Wednesday, August 25, 2010

3, 2, 1... 1, 2, 3... What the Eff Is Wrong With Me?

I should not be feeling like this.

Overall, the pieces of my life are genuinely and honestly falling into place. Some by mere chance and others by a stroke of dumb luck. But as I sit here and write this, I have two major bills that apparently went unpaid. No, I can't tell you how that happened. And no, I don't have the money to pay them - either of them.

I'm not sure how it happened but I let a major piece of my life - my finances - get by me. I mean, usually when something goes unpaid it it entirely on purpose and the creditor is made well aware that they shan't receive payment this go round. Ah, well.
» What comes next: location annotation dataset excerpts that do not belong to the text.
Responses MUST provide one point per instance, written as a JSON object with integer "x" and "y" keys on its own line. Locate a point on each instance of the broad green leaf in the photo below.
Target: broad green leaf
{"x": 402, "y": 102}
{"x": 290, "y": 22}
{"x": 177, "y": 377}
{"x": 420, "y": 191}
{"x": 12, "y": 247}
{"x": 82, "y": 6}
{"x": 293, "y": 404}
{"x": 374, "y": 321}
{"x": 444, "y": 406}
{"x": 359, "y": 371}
What can I do except keep on trudging forward?

In other news, I have gone bat shit crazy. I actually said to someone (out loud mind you) that I would "stomp a hole in his face and piss in it". "He" is my boss.

Now, he knows how to pluck my strings. It's like he looks for new ways to make me create new methods of torture. He is the tiny drip from your faucet that you ignore until you realize that the stopper has been in the tub and now your whole bathroom is in your downstairs neighbor's apartment.

I've gone so far overboard that I managed to condescend to my dentist's receptionist. (But seriously, how many times do I have to say that I'm not coming in until October?)

I tried talking to my Grammy about it; she knows how to make things better. But all that did was make me miss her. And I'll tell you what else it did. It almost almost! brought on the slightest tear because I really just wanted to be with her.

And I get to meet Nat's new boyfriend tonight. Is it wrong that I don't give a damn? Not because I think he'll be a worthless no-good but because I really feel like she should be focusing on getting a goddamn apartment! She is homeless and I'm pretty sure that it has yet to occur to her that the kindness of strangers dries up before that of family.

All in all, I think I'm on the verge of firing myself from my own damn life. For all the things that are going right, I seem to be sabotaging myself in another area. So, instead of setting things on fire or smashing them with baseball bats, I'm going to go to McDonald's, get an ice cream cone, and go see April's first cheerleading game.

If I'm not back again this time tomorrow, send a search party to my house.